Linux – How does Linux md-RAID handle disk read errors

diskerror handlinglinux-kernelmdsoftware-raid

There are 2 cases:

  • the read command times out at kernel level (30 seconds by default),
  • the drive reports its unability to read a given sector before the kernel lose patience (the case I'm interested in).

Kernel timeout

As drive access is usually going through the Linux SCSI layer, I think the timeout case is completely handled by this layer. According to this documentation, it tries the command several time after having reset the drive, then the bus, then the host, etc. If none of this works, the SCSI layer will offline the device. At this point, I think the md layer just "discovers" that one drive is gone, and mark it as missing (failed). Is this correct?

Drive reported error

Some drives can be configured to report a read error after a certain timeout is reached, thus aborting internal recovery attempts. This is called ERC (or TLER, CCTL). The disk timeout is usually configured to trigger before the OS timeout (or hw RAID controller), so that the latter knows what really happened instead of just "waiting and aborting".

My question is: how does Linux (and md) handle drive-reported read errors?

Will it try again, do something clever, or just offline the drive without going through all attempts described in "Kernel timeout" above? Is md even aware when such a thing happens?

Some people suggest that ERC is dangerous on Linux as it will not give enough time for the drive to try to recover. They also say that ZFS-raid is nice because if a read error occurs, it will compute the missing unreadable sector data thanks to RAID redundancy, and overwrite it back on the drive. The latter should then stop trying to read the nasty sector, automatically mark it as bad (not to be used anymore), and remap it on a nice sane sector.

Is md also capable of doing this?

Best Answer

This is described in some detail in the md(4) man page, section RECOVERY.

[...] a read-error will instead cause md to attempt a recovery by overwriting the bad block. i.e. it will find the correct data from elsewhere, write it over the block that failed, and then try to read it back again. If either the write or the re-read fail, md will treat the error the same way that a write error is treated, and will fail the whole device.

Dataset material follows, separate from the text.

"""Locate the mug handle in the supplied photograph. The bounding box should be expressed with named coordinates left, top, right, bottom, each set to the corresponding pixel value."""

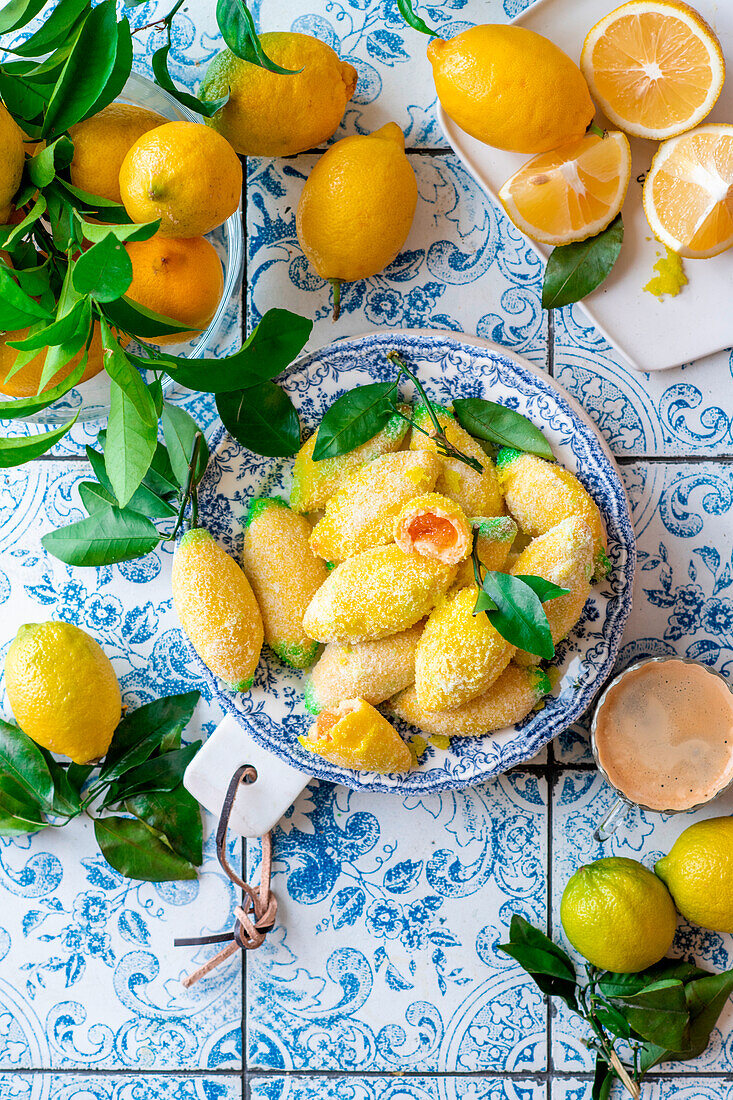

left=594, top=795, right=629, bottom=843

As for timeouts, while there are reports of drives getting kicked out if they were in standby, it's never actually happened for me. I have 7 HDDs which usually spin down (as the main system runs off SSD and can get by without HDD access for long periods of time) and it works without a problem (except that md wakes one drive after the other instead of all-at-once).

I guess it depends on what the other layers report to md.